Un arresto scattato nel pomeriggio e una confessione arrivata il giorno dopo in aula. Si è chiusa così, con una condanna a due anni di carcere, la vicenda giudiziaria che vede protagonista un cittadino sudanese di 24 anni, residente a Birzebbugia, fermato dalla polizia con l’accusa di traffico di droga.
Il giovane è stato arrestato nel pomeriggio di martedì 3 marzo ad Hamrun, durante un’attività di sorveglianza mirata a contrastare lo spaccio nella zona. Gli agenti lo hanno bloccato intorno alle 17 mentre usciva da un locale in Triq San Vincenz e, durante la perquisizione, gli sono stati trovati addosso quasi tremila euro in contanti.

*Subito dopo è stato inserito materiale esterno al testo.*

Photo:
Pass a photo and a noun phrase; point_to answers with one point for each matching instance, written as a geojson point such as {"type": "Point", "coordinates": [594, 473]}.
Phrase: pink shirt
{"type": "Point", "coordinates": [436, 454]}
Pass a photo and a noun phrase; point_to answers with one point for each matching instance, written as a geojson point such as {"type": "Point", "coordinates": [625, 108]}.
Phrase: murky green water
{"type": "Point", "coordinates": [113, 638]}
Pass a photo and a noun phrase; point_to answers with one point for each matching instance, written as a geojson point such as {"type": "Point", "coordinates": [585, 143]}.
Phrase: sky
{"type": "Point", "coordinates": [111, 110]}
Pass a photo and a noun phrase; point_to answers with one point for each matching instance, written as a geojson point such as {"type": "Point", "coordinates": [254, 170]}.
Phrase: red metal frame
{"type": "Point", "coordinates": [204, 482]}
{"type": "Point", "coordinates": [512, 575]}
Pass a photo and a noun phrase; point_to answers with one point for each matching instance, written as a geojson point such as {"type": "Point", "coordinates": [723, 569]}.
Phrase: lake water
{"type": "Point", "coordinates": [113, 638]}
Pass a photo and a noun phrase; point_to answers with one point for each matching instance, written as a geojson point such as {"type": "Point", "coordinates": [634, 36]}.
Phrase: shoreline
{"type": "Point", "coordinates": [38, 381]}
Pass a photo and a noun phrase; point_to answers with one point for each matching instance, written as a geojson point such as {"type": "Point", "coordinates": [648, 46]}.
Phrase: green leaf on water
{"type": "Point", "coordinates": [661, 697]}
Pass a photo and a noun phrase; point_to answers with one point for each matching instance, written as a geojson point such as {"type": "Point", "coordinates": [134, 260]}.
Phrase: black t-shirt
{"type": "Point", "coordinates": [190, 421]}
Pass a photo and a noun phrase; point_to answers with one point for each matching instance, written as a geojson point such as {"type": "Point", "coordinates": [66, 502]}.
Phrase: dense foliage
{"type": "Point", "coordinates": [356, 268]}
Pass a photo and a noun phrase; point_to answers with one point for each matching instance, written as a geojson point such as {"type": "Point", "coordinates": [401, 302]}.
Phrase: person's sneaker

L’operazione è stata estesa anche all’appartamento del 24enne, al cui interno gli investigatori hanno sequestrato circa 80 grammi di cannabis sintetica, due panetti di resina di cannabis per un peso complessivo di circa 83 grammi, nove bustine contenenti la stessa sostanza e numerosi sacchetti di plastica vuoti, ritenuti destinati al confezionamento delle dosi.
Portato in tribunale il giorno successivo all’arresto, il giovane ha ammesso tutte le accuse contestate relative al possesso e al traffico di droga. Alla luce della confessione, il tribunale lo ha dichiarato colpevole e lo ha condannato a due anni di reclusione e al pagamento di una multa di 1.500 euro.